The olive tree is a very durable and undemanding tree that prefers locations where it doesn’t rain for months on end and the sun is able to heat it up nicely. It only requires small quantities of water which is why it grows so slowly. The first small harvest of an olive tree occurs when it is 8 to 10 years old.

It is easy to cope with such a small first harvest for the time being seeing as the olive tree has a high lifespan of several hundred years and bears fruit until old age. Some trees have demonstrably lived for more than 2000 years. The yearly harvest yields approx. 20 kg of olives per trees which produce about 3 to 4 l of olive oil.

Why is olive wood such a good choice for kitchen utensils?

Olive wood is excellently suited for kitchen utensils because of its high density and firmness that results from the olive tree’s slow growth. This particularly applies to cutting boards since cutting boards made out of olive wood are not only extremely long-lasting but also resistant to acids, odors and stains.

Olive wood naturally contains tannins and lignin which make it resistant to mold and bacteria. A cutting board made out of olive wood has hygienic advantages compared to cutting boards made out of plastic. Bacteria tends to flourish inside of plastic cutting boards‘ grooves.
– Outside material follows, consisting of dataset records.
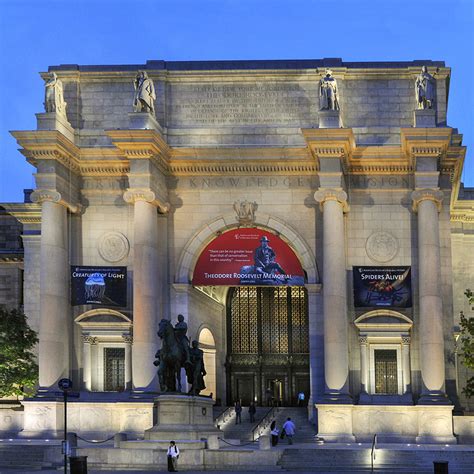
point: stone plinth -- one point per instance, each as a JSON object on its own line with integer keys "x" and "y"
{"x": 45, "y": 419}
{"x": 55, "y": 121}
{"x": 182, "y": 417}
{"x": 143, "y": 121}
{"x": 392, "y": 424}
{"x": 329, "y": 119}
{"x": 425, "y": 118}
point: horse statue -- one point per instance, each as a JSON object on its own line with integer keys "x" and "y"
{"x": 170, "y": 358}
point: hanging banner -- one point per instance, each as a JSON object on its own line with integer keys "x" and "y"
{"x": 105, "y": 286}
{"x": 248, "y": 257}
{"x": 382, "y": 286}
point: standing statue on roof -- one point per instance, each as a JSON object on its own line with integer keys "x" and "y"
{"x": 425, "y": 89}
{"x": 53, "y": 95}
{"x": 328, "y": 92}
{"x": 144, "y": 98}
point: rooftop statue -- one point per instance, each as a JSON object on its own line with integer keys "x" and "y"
{"x": 328, "y": 92}
{"x": 53, "y": 95}
{"x": 425, "y": 89}
{"x": 144, "y": 98}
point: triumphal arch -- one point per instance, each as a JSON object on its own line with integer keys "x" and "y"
{"x": 305, "y": 217}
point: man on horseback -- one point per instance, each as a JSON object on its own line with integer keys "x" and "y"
{"x": 180, "y": 330}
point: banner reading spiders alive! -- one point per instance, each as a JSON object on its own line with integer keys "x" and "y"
{"x": 248, "y": 257}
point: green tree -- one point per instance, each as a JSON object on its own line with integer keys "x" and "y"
{"x": 467, "y": 344}
{"x": 18, "y": 367}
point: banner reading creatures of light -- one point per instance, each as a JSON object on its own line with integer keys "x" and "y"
{"x": 105, "y": 286}
{"x": 248, "y": 257}
{"x": 382, "y": 286}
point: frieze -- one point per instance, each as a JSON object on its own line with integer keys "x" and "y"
{"x": 255, "y": 182}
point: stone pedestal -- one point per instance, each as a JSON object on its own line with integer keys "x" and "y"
{"x": 181, "y": 417}
{"x": 425, "y": 118}
{"x": 329, "y": 119}
{"x": 392, "y": 424}
{"x": 55, "y": 121}
{"x": 143, "y": 121}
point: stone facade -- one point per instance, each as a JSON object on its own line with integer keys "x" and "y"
{"x": 370, "y": 186}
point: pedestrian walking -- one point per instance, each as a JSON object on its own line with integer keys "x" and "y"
{"x": 238, "y": 412}
{"x": 252, "y": 411}
{"x": 290, "y": 430}
{"x": 274, "y": 432}
{"x": 173, "y": 456}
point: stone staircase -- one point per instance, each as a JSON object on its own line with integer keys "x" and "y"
{"x": 325, "y": 459}
{"x": 29, "y": 457}
{"x": 305, "y": 431}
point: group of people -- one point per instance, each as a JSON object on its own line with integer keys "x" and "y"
{"x": 288, "y": 430}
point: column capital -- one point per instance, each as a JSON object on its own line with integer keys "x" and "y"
{"x": 87, "y": 339}
{"x": 41, "y": 195}
{"x": 427, "y": 194}
{"x": 133, "y": 195}
{"x": 331, "y": 194}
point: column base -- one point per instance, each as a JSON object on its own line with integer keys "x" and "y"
{"x": 425, "y": 118}
{"x": 143, "y": 121}
{"x": 434, "y": 398}
{"x": 336, "y": 397}
{"x": 329, "y": 119}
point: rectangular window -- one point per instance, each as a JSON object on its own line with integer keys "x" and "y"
{"x": 386, "y": 376}
{"x": 114, "y": 375}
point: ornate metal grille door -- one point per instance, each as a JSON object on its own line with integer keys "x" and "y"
{"x": 268, "y": 340}
{"x": 386, "y": 374}
{"x": 114, "y": 374}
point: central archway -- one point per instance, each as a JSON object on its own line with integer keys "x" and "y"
{"x": 268, "y": 345}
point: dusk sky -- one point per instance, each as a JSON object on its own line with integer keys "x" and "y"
{"x": 35, "y": 34}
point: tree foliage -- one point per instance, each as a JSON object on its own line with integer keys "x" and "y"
{"x": 467, "y": 344}
{"x": 18, "y": 367}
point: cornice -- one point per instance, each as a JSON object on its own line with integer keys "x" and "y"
{"x": 48, "y": 145}
{"x": 25, "y": 213}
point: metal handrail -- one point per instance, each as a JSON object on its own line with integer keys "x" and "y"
{"x": 224, "y": 416}
{"x": 265, "y": 421}
{"x": 372, "y": 454}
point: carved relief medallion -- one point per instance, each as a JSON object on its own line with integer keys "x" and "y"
{"x": 113, "y": 246}
{"x": 381, "y": 247}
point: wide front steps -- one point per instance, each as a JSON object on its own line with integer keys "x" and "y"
{"x": 305, "y": 431}
{"x": 387, "y": 460}
{"x": 31, "y": 457}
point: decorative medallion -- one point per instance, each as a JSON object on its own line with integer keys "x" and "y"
{"x": 113, "y": 246}
{"x": 381, "y": 247}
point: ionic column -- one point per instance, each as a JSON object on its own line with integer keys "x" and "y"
{"x": 364, "y": 368}
{"x": 406, "y": 340}
{"x": 128, "y": 361}
{"x": 146, "y": 283}
{"x": 54, "y": 330}
{"x": 427, "y": 203}
{"x": 333, "y": 203}
{"x": 87, "y": 341}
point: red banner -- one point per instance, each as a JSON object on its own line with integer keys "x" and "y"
{"x": 248, "y": 257}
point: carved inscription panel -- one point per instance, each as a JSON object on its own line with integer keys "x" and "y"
{"x": 227, "y": 104}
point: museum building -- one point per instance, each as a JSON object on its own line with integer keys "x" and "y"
{"x": 306, "y": 218}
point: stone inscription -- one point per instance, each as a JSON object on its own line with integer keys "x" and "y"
{"x": 243, "y": 104}
{"x": 249, "y": 182}
{"x": 369, "y": 182}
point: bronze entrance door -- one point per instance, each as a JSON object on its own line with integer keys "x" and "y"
{"x": 268, "y": 345}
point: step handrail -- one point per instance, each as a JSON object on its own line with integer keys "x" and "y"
{"x": 224, "y": 416}
{"x": 265, "y": 421}
{"x": 372, "y": 453}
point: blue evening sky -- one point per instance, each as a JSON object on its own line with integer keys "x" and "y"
{"x": 37, "y": 33}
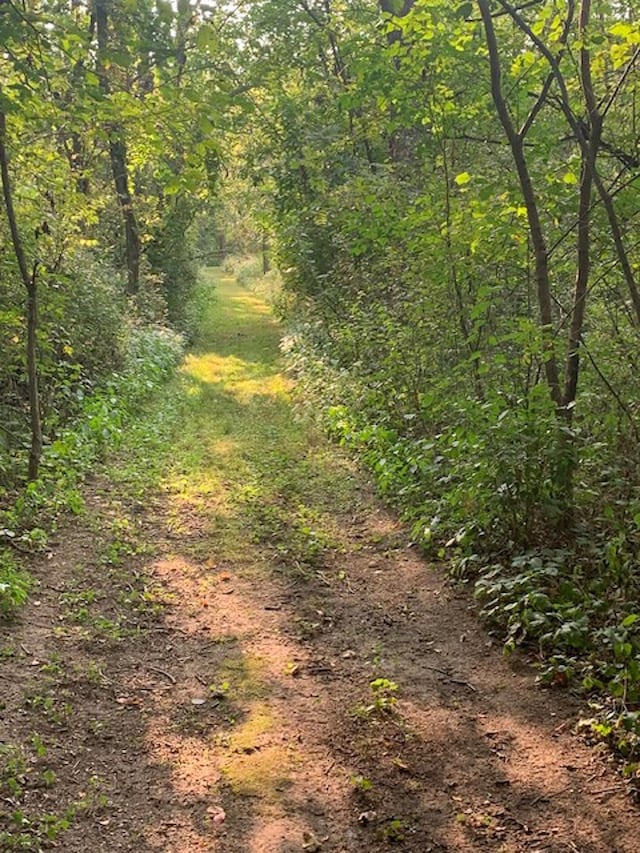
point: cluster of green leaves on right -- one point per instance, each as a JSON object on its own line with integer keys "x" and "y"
{"x": 405, "y": 246}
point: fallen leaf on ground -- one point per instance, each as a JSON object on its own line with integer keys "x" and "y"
{"x": 311, "y": 843}
{"x": 217, "y": 814}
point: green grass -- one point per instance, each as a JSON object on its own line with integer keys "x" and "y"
{"x": 261, "y": 477}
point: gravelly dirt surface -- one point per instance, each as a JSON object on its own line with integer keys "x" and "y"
{"x": 247, "y": 697}
{"x": 179, "y": 686}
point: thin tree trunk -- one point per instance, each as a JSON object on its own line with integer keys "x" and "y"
{"x": 605, "y": 195}
{"x": 29, "y": 281}
{"x": 590, "y": 153}
{"x": 538, "y": 242}
{"x": 118, "y": 156}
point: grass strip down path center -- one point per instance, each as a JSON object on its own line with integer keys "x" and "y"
{"x": 237, "y": 650}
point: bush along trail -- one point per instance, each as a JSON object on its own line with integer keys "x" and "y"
{"x": 235, "y": 648}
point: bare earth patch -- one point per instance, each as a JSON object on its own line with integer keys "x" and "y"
{"x": 182, "y": 683}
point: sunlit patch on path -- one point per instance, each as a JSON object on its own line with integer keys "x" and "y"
{"x": 266, "y": 666}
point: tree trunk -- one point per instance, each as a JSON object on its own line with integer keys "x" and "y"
{"x": 118, "y": 156}
{"x": 29, "y": 281}
{"x": 538, "y": 242}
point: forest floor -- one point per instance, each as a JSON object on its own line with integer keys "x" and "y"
{"x": 194, "y": 671}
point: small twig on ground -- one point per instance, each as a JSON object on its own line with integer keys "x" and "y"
{"x": 452, "y": 678}
{"x": 162, "y": 672}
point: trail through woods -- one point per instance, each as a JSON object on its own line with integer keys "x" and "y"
{"x": 194, "y": 673}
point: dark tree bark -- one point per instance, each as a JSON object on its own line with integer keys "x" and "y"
{"x": 590, "y": 153}
{"x": 29, "y": 280}
{"x": 538, "y": 242}
{"x": 118, "y": 157}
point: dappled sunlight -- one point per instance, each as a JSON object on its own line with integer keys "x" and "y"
{"x": 286, "y": 605}
{"x": 242, "y": 379}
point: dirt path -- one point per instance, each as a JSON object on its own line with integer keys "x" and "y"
{"x": 195, "y": 672}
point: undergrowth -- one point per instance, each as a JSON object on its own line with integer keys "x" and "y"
{"x": 476, "y": 482}
{"x": 105, "y": 418}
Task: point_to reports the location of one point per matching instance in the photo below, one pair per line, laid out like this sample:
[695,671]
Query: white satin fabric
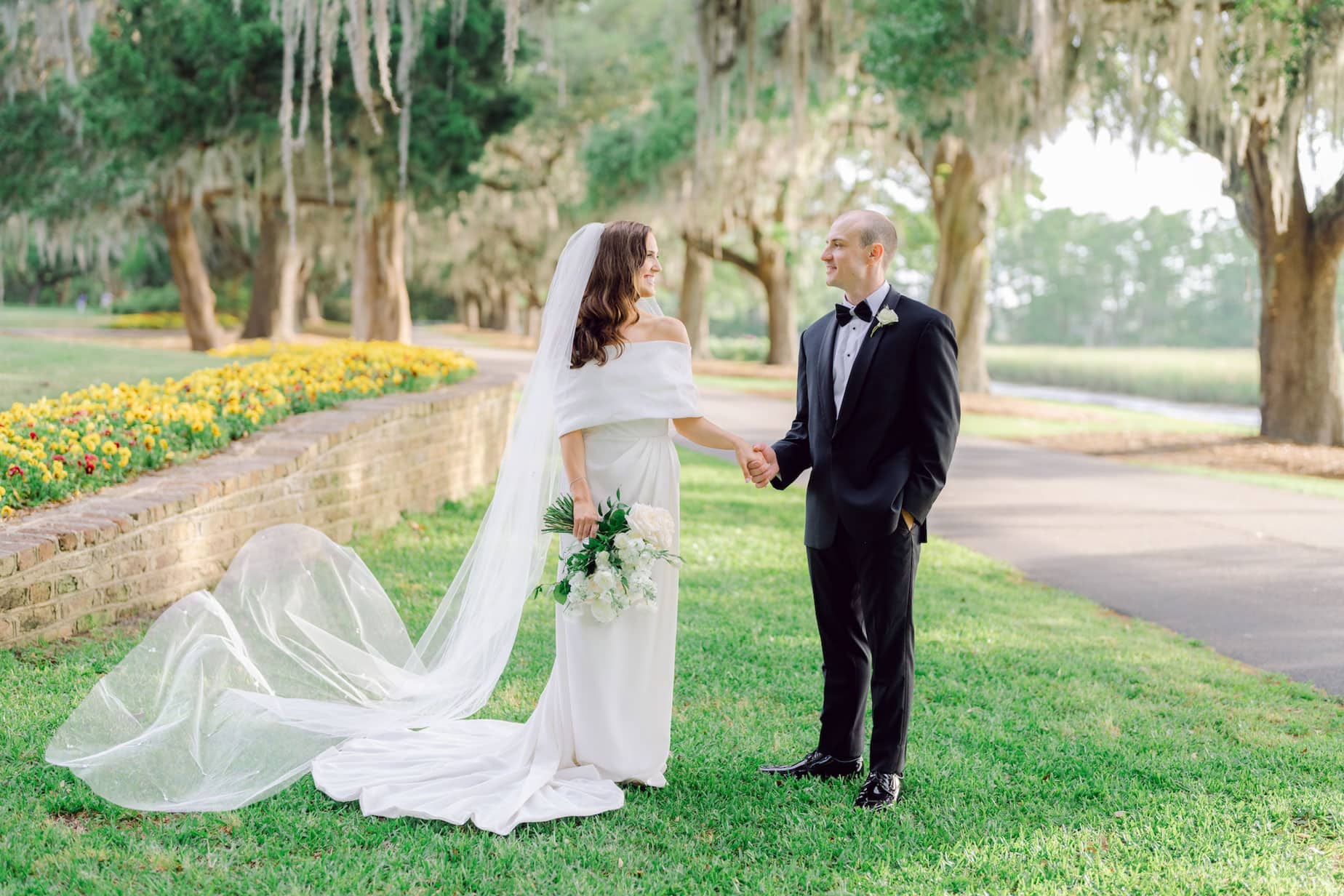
[641,380]
[233,692]
[607,711]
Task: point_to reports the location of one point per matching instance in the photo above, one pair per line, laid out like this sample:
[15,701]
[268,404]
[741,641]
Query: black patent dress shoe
[879,791]
[817,764]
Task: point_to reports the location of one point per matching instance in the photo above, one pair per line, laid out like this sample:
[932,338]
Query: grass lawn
[41,316]
[1316,485]
[44,367]
[1055,748]
[1104,420]
[1217,375]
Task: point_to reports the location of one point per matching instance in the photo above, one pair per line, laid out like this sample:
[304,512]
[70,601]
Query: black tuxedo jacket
[892,445]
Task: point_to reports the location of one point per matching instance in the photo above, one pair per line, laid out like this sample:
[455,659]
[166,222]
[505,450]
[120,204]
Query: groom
[876,422]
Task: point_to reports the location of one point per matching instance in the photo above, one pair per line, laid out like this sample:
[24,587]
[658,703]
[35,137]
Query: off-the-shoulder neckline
[652,342]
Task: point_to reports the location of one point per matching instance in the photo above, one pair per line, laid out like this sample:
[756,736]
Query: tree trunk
[964,210]
[773,263]
[312,305]
[380,308]
[1301,398]
[190,276]
[277,271]
[695,279]
[503,309]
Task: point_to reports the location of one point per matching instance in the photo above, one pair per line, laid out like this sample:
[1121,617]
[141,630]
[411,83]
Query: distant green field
[33,369]
[1214,375]
[30,316]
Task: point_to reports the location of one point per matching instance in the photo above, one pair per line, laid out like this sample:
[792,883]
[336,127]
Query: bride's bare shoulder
[671,329]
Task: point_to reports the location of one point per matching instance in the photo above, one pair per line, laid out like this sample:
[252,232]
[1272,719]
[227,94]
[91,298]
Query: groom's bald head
[870,228]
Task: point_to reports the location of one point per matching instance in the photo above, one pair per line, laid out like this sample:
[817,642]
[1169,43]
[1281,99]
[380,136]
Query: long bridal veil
[233,692]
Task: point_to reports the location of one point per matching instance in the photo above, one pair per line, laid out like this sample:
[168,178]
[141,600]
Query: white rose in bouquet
[602,580]
[654,526]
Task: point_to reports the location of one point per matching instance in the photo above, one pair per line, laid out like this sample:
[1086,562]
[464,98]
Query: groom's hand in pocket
[764,468]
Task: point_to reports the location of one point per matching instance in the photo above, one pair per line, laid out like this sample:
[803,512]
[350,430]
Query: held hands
[762,466]
[748,457]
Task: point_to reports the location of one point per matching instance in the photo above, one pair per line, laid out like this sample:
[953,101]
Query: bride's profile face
[644,279]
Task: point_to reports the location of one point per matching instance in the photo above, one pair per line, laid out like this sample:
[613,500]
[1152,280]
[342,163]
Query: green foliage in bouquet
[559,519]
[613,520]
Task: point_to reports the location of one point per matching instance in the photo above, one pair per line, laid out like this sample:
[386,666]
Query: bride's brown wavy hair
[610,293]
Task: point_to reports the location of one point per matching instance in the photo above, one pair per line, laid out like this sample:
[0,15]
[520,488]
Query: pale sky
[1103,176]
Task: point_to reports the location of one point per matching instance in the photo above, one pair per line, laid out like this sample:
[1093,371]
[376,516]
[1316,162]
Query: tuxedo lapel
[827,375]
[860,364]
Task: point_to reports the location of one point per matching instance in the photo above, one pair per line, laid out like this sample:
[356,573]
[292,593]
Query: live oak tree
[977,82]
[1250,79]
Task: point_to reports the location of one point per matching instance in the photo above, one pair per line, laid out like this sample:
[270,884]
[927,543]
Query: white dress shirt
[849,340]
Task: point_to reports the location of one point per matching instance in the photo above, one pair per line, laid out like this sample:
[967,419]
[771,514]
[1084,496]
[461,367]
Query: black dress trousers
[863,593]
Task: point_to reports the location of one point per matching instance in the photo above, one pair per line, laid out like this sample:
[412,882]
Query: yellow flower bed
[105,434]
[163,320]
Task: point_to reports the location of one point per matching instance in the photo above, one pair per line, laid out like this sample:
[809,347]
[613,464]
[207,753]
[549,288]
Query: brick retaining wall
[143,544]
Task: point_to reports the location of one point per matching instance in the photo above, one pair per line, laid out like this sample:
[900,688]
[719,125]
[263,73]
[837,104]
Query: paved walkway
[1255,572]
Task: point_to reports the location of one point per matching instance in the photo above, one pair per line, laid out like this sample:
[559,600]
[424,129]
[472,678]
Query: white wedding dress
[297,661]
[607,712]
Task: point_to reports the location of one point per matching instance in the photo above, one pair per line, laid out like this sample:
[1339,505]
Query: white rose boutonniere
[884,317]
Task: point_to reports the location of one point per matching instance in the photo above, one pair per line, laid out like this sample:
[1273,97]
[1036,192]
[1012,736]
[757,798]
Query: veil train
[234,692]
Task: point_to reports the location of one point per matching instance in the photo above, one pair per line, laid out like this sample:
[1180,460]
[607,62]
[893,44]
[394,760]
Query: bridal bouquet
[613,570]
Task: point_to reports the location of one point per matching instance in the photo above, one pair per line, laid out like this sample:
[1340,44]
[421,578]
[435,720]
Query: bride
[299,663]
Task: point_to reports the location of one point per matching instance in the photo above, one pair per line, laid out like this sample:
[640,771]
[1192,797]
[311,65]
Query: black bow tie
[844,313]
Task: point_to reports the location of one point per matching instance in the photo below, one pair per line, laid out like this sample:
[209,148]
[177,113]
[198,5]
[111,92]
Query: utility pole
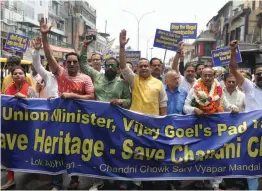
[151,51]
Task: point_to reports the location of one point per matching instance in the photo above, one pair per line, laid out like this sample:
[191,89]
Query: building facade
[69,21]
[204,44]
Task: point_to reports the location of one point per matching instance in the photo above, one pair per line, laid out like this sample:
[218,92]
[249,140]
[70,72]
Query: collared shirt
[50,83]
[148,95]
[253,94]
[189,109]
[8,81]
[36,78]
[176,100]
[80,84]
[184,84]
[106,90]
[237,98]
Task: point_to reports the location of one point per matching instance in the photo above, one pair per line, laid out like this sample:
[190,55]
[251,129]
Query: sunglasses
[69,62]
[259,74]
[110,65]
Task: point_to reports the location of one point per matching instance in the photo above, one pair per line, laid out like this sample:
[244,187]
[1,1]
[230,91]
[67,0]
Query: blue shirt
[176,100]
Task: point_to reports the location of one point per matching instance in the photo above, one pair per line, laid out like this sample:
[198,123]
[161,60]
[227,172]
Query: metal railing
[33,35]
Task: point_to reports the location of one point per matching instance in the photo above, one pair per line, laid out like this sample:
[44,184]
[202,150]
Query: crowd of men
[185,89]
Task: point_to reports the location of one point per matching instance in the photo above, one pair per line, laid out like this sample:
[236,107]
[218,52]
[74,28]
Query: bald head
[172,79]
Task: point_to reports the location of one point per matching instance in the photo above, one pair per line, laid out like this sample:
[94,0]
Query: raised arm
[123,41]
[44,29]
[233,64]
[84,66]
[179,55]
[37,43]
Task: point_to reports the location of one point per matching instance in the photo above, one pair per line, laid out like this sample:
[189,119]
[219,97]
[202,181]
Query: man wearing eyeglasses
[13,61]
[108,88]
[253,93]
[71,85]
[96,60]
[148,93]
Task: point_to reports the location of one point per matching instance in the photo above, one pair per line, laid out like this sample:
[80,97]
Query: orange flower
[214,106]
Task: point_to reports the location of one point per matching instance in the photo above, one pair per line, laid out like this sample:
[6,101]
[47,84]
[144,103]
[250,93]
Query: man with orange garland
[206,97]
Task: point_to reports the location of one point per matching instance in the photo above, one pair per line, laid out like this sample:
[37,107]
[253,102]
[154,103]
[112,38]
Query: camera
[91,37]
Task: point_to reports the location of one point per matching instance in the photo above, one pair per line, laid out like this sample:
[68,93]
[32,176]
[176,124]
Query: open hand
[67,95]
[117,101]
[199,112]
[20,95]
[122,38]
[44,29]
[233,45]
[37,43]
[87,42]
[234,109]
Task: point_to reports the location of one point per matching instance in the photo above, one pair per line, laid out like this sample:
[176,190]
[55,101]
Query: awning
[61,49]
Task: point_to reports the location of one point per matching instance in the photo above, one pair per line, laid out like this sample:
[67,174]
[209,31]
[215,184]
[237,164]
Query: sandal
[73,186]
[8,185]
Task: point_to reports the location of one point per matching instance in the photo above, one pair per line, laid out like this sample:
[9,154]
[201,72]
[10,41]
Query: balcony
[258,11]
[32,35]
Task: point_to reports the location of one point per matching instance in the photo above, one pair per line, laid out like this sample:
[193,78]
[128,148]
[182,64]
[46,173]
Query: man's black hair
[143,59]
[257,66]
[18,67]
[189,65]
[73,53]
[96,53]
[152,59]
[112,58]
[14,60]
[199,64]
[227,75]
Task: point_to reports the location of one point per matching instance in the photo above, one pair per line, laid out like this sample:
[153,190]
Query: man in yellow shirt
[8,80]
[148,93]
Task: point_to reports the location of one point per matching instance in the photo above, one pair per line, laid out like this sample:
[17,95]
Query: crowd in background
[187,88]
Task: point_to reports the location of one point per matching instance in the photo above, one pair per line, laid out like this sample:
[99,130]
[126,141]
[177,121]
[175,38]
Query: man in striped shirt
[71,85]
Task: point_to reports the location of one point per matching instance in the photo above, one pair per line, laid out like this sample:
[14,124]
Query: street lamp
[151,51]
[138,22]
[147,46]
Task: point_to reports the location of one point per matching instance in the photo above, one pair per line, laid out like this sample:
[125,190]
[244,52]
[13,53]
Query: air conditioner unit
[39,16]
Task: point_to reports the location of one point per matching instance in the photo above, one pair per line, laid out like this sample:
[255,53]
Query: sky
[166,12]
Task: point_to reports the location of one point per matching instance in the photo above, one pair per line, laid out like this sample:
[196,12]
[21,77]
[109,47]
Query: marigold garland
[208,101]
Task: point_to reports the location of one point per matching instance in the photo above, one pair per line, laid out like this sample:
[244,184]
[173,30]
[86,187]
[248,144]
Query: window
[238,33]
[55,7]
[207,49]
[253,5]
It is also perfectly suited for use as spatulas and cooking spoons because of olive wood’s high resistance to heat. The material has the advantage of not leaving scratches inside of non-stick coated pots and pans.

Salad cutlery made out of olive wood is not only decorative but also more hygienic than the plastic alternative because of its antibacterial properties.

Our olive wood products are acid-resistant and easy to clean. Warm water and a soft cloth suffice most of the time. Stubborn dirt can be removed with a mild dish soap and a sponge.